The Seward Phoenix Log - News of the Eastern Kenai Peninsula since 1966

By Terrie Hanke
Jr. Iditarod 

Junior Iditarod mushers celebrate success

 

Kelly Nichols | For The LOG

Ashley Guernsey, bib #9, mushes into Martin Buser's Happy Trails Kennels near Big Lake to complete her first Jr. Iditarod. Guernsey, the youngest competitor, finished seventh among nine Alaska youths who completed the round trip race course to Yentna and back.

The thrill is not in victory but in the courage to join the race. Nowhere could this be more evident than at the Junior Iditarod banquet. These young mushers dreamed one day of running dogs. Later they dreamed of camping with their dogs. Even later these juniors dreamed of racing. They dared to dream and they persevered to accomplish their dream.

Moose Pass's Ashley Guernsey crossed the finish line in 7th place. When she was just a little girl, Ashley watched "Season of the Sled Dog" a video created by Mary Shields. Shields, the first woman to finish Iditarod inspired Ashley to run dogs. As a special surprise, Ashley received a gift from Mary Shields at the banquet. Ashley was the recipient of the Blue Harness award honoring one of the great lead dogs in the race. The Blue Harness award sometimes goes to a leader of the winning team. This time however Conway Seavey nominated Ashley's lead dog, Cletus.

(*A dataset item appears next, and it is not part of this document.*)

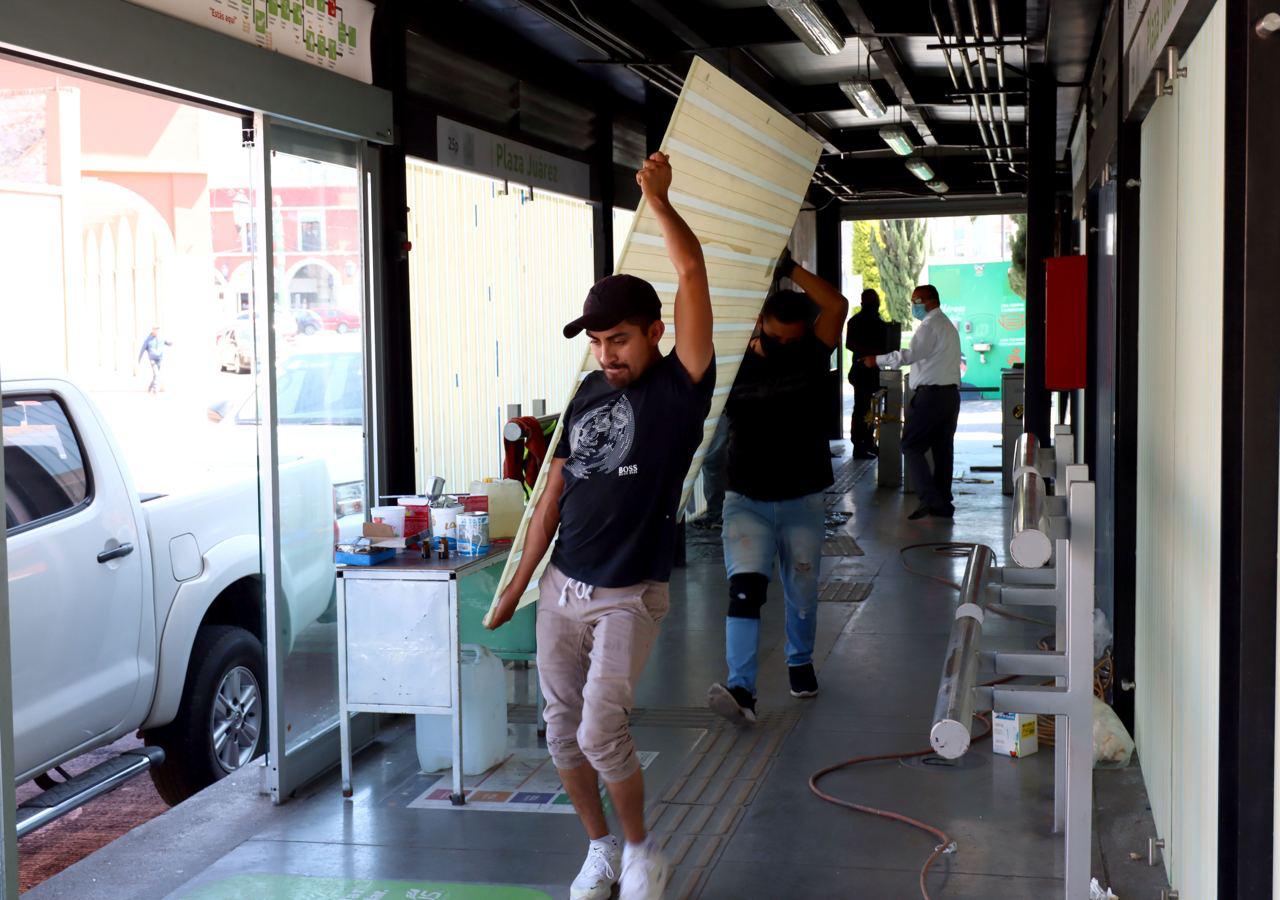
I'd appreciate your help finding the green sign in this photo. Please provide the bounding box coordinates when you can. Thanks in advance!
[186,874,552,900]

Ashley dropped her best and most dependable leader at Yentna Station. Before departing she looked down her line of dogs and wasn't at all certain about who to put in lead. She finally decided on one of the wheel dogs, lovable and friendly Cletus. Cletus had never run a step of lead in his whole live let alone 62 miles of a race but he'd done an admirable job of pulling the sled out and around tight corners. Cletus apparently liked the changing view from the front of the team and was very comfortable in his new job.

Cletus was not intimidated by the overflow. He was quite willing and game to follow Ashley and take the rest of the team through the water. Cletus is a Seavey dog so Conway knows what he's been doing all his life. When he saw Ashley guide her team under the finish banner, he was amazed seeing Cletus in lead. There's a lesson here – never let perception limit potential. Cletus obviously has the potential to be a great leader.

Conway Seavey, of Sterling, is the champion of the 2014 Junior Iditarod. This is Seavey's fourth and last Junior Iditarod. He's now earned Iditarod gold twice. As champion, Seavey received a $6,000 scholarship from Lynden, a fur hat provided by Artic Fur & Leather as well as a sled filled with an immense amount of musher gear and equipment. Bernie Willis constructed the sled, provided by Wells Fargo. Conway praised Richard Plack for the excellent trail and the entire Junior Iditarod Board of Directors for their work in provided an exceptional mid-distance competitive mushing experience. He thanked all the volunteers and especially noted the many dedicated volunteers who return year after year.

Joshua Klejka who placed eighth was extremely happy to have had the opportunity to run on such good trail. There's way more ice than snow around his home town of Bethel so while his dogs didn't have enough training this year to be really competitive, musher and canines enjoyed the 124-mile run immensely.

Nicole Forto earned the Red Lantern, a symbol of perseverance awarded to the final musher to cross the finish line. Each of the mushers received a pail filled with merchandise and gift certificates from race sponsors and generous area merchants. In the big picture, the greatest prize was the satisfaction of a job well done.

The Junior Iditarod board of directors awarded the Honorary Musher position, bib #1, to five anonymous retired Wells Fargo Bankers who came to the aid of the Junior Iditarod 11 years ago when financial times were tough and provided prizes and scholarships for the Juniors.

Mike Williams of Akiak and 15-year Iditarod veteran spoke to the teens. Williams told the teens they were all winners and they would grow from their experiences of mushing. Events like the Junior Iditarod would be the stepping-stones for their future. Williams promotes the importance of education. He also runs for sobriety.

Master of ceremonies Bob Brandt from Lynden emphasized the role of mentors in the success of these junior mushers and the role these juniors will play in the future as mentors to other young mushers. Over time, the young people seated at the head table will undoubtedly be sharing their knowledge of the sport of mushing and dog care with those who are less experienced.

Information, including complete race rankings, musher biographies and other Jr. Iditarod race stories can be found at http://www.jriditarod.com. The complete text of this story can be read here.

The 2014 Iditarod Mushers Drawing Banquet is set for 6 p.m. tonight at the Dena’ina Center in Anchorage. The Iditarod starts in downtown Anchorage on Saturday at 10 a.m. and the Willow Lake restart is Sunday at 2 p.m.